Supostamente a ONU representa o predomínio da lei. Se os palestinianos se manifestam e atiram pedras e são espancados, são chamados de terroristas. Se exigem o direito à terra deles, são chamados de terroristas. E agora Israel está a dizer que ir para os tribunais internacionais é uma declaração de guerra! O Departamento de Estado dos EUA reafirmou recentemente o seu apoio à posição israelita contra a ameaça de Abbas de entrar na ONU.

O que é assim tão assustador na iniciativa de Abbas? Pode muito bem ser, como defendem alguns activistas palestinianos, que seja apenas um esquema político de recuperação de credibilidade entre os palestinianos depois de ele ter abandonado as principais reivindicações do povo palestiniano, tais como o direito a regressarem às suas antigas casas e terras. Mas mesmo assim, a liderança israelita está preocupada em perder a autoridade moral que eles reivindicam ao usarem um crime contra humanidade – o massacre de seis milhões de judeus pela Alemanha nazi – para justificarem os seus próprios crimes contra o povo palestiniano. Além disso, os EUA não querem que as pessoas se recordem que ao apoiarem Israel estão a apoiar actos e toda uma situação que viola o direito internacional e os princípios da justiça que fingem defender.

Por trás dos acontecimentos de primeira página dos bombardeamentos de Gaza, Israel continua o seu plano para manter os palestinianos num arquipélago de cidades e aldeias isoladas e para roubar mais da terra deles. O governo de Netanyahu duplicou sorrateiramente a parte do orçamento nacional de Israel destinada aos colonatos judeus na Cisjordânia. Segundo o jornal britânico The Guardian (26 de Julho de 2012), o número de colonos judeus aumentou em 15 000 no último ano, para um total de mais de 350 000. Com mais 300 000 colonos em Jerusalém Oriental, um político israelita previu que o número de colonos chegará a um milhão nos próximos quatro anos.

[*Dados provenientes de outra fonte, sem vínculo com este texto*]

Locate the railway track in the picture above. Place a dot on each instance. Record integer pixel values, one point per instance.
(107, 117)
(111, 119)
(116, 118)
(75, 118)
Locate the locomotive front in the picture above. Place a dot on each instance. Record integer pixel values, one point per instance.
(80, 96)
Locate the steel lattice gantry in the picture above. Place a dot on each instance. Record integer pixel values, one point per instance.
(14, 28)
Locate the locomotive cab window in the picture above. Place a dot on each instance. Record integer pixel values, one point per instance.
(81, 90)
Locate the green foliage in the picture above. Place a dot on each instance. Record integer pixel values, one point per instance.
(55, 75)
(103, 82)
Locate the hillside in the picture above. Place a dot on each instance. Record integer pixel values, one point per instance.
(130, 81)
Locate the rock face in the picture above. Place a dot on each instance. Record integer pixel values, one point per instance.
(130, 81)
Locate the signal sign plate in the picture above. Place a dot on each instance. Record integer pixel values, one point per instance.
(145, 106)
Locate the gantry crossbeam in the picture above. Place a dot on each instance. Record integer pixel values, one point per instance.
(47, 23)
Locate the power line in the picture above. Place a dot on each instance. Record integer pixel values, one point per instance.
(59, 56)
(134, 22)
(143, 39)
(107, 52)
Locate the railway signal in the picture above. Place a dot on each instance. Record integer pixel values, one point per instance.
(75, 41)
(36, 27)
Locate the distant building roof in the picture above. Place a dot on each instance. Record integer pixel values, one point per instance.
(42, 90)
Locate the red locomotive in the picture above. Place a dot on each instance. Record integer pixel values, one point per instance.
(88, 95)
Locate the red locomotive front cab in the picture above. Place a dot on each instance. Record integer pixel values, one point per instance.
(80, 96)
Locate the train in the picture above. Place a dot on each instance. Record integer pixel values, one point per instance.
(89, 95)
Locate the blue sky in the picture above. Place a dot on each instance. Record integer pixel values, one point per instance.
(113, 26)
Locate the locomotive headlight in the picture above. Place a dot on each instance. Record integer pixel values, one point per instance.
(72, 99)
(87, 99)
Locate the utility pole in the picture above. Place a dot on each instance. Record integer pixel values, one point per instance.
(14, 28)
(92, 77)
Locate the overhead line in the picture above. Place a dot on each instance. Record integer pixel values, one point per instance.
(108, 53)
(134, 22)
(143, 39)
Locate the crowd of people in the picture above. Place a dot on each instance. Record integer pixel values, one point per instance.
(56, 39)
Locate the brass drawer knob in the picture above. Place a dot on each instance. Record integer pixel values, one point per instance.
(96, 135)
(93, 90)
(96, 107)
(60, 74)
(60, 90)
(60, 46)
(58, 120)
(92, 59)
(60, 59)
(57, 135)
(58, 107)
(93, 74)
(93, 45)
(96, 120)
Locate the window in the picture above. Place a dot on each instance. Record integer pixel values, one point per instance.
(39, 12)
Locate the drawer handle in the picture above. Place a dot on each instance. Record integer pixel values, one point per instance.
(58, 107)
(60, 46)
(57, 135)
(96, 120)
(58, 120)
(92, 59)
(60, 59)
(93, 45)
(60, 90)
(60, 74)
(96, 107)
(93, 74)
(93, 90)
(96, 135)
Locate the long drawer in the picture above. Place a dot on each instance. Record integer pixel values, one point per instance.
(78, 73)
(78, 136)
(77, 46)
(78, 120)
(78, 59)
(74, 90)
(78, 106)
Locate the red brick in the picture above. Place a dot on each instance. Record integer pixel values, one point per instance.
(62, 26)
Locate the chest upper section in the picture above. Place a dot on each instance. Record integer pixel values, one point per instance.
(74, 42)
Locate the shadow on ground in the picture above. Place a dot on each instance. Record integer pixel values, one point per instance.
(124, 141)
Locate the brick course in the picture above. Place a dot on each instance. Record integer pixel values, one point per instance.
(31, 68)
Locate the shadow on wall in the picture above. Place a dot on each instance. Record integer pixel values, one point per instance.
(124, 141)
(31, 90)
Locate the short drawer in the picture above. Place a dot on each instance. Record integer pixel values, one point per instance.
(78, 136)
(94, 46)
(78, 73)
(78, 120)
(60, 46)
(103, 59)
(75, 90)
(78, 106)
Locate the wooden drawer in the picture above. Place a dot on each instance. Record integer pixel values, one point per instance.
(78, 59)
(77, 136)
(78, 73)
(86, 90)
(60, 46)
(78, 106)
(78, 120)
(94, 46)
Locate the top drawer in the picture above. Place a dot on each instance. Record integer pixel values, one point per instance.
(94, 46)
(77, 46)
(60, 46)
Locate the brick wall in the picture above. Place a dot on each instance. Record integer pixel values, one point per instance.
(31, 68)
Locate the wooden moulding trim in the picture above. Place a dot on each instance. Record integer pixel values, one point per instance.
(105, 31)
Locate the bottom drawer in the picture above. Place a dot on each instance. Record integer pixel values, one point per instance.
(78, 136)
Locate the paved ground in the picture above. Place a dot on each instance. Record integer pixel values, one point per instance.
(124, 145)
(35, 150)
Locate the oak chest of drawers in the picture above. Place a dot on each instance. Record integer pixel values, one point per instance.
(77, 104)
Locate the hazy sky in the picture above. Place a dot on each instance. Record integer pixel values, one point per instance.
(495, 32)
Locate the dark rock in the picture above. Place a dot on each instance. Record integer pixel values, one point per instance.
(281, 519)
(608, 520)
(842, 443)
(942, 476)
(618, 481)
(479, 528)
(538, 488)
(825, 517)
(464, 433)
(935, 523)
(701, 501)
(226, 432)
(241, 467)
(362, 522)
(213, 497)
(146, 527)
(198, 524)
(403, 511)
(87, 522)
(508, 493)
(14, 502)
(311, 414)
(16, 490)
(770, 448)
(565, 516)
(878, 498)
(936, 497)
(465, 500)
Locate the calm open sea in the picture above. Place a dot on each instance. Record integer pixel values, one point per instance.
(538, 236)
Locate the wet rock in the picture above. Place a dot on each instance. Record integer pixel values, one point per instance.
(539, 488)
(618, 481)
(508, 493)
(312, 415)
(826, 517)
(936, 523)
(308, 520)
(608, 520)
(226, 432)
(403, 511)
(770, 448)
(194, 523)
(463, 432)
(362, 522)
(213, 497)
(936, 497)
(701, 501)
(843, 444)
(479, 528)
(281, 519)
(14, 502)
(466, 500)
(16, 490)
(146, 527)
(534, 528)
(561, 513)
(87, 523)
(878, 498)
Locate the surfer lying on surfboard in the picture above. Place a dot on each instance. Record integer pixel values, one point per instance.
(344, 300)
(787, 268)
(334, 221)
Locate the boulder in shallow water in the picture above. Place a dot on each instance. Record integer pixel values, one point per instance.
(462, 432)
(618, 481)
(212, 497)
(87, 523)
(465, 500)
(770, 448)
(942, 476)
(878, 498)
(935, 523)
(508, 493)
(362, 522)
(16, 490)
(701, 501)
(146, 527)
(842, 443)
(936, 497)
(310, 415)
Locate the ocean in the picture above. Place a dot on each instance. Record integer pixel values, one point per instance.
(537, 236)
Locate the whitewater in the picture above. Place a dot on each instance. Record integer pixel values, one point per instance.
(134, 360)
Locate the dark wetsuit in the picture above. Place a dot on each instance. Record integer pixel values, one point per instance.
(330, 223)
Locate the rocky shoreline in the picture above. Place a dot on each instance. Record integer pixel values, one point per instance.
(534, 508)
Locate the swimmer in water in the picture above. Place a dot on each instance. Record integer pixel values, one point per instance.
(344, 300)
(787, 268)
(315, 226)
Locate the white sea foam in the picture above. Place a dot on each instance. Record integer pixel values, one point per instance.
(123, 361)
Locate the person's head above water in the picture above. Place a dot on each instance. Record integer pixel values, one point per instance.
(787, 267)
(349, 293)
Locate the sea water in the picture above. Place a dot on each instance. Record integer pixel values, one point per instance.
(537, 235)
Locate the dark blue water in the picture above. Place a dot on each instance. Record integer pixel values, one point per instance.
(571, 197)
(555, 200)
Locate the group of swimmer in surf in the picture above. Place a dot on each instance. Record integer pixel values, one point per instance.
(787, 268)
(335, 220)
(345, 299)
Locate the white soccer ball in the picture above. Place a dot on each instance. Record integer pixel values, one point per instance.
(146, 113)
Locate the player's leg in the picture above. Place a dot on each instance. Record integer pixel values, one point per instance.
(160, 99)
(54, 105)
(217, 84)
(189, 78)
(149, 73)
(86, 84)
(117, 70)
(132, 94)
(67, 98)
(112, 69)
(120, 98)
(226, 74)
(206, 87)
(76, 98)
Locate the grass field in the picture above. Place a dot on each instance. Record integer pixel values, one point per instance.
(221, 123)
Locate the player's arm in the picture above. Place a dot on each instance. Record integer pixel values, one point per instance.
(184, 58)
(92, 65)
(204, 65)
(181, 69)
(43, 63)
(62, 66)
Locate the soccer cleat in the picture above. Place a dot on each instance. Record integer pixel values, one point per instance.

Israel concentra a hipocrisia e a real brutalidade da democracia imperialista ocidental. Este sistema fala em liberdade, justiça e direitos humanos, mas quando se trata dos palestinianos, eles não têm nenhuma liberdade nem direitos que Israel tenha de respeitar, e qualquer reivindicação de justiça, pacífica ou não, é tratada como “terrorismo”. Os sionistas não se preocupam com o facto de a OLP na Cisjordânia e o Hamas em Gaza ganharem eleições; o facto de esses grupos e os seus líderes serem assassinados e “derrubados” ou não depende apenas da forma como Israel e os EUA vejam os seus interesses. Embora aleguem que têm o direito de matar os líderes do Hamas porque o Hamas não reconhece a legitimidade do estado judaico, eles também perseguem e ameaçam Abbas que o faz. Eles usam a chamada autodefesa para justificarem o seu cruel ataque a Gaza, mas também mataram dois jovens palestinianos desarmados na Cisjordânia que se manifestavam contra esse ataque. E muito mais gente ficou ferida ou muito maltratada em Hebron e Ramallah a 18 e 19 de Novembro.

Não há nenhuma resistência palestiniana que Israel, ou os EUA, tolerem, e apesar disso, ao fim de 64 anos a tentarem esmagá-la, não o conseguiram. A questão crítica é saber qual a forma e quais os objectivos que a resistência irá adoptar.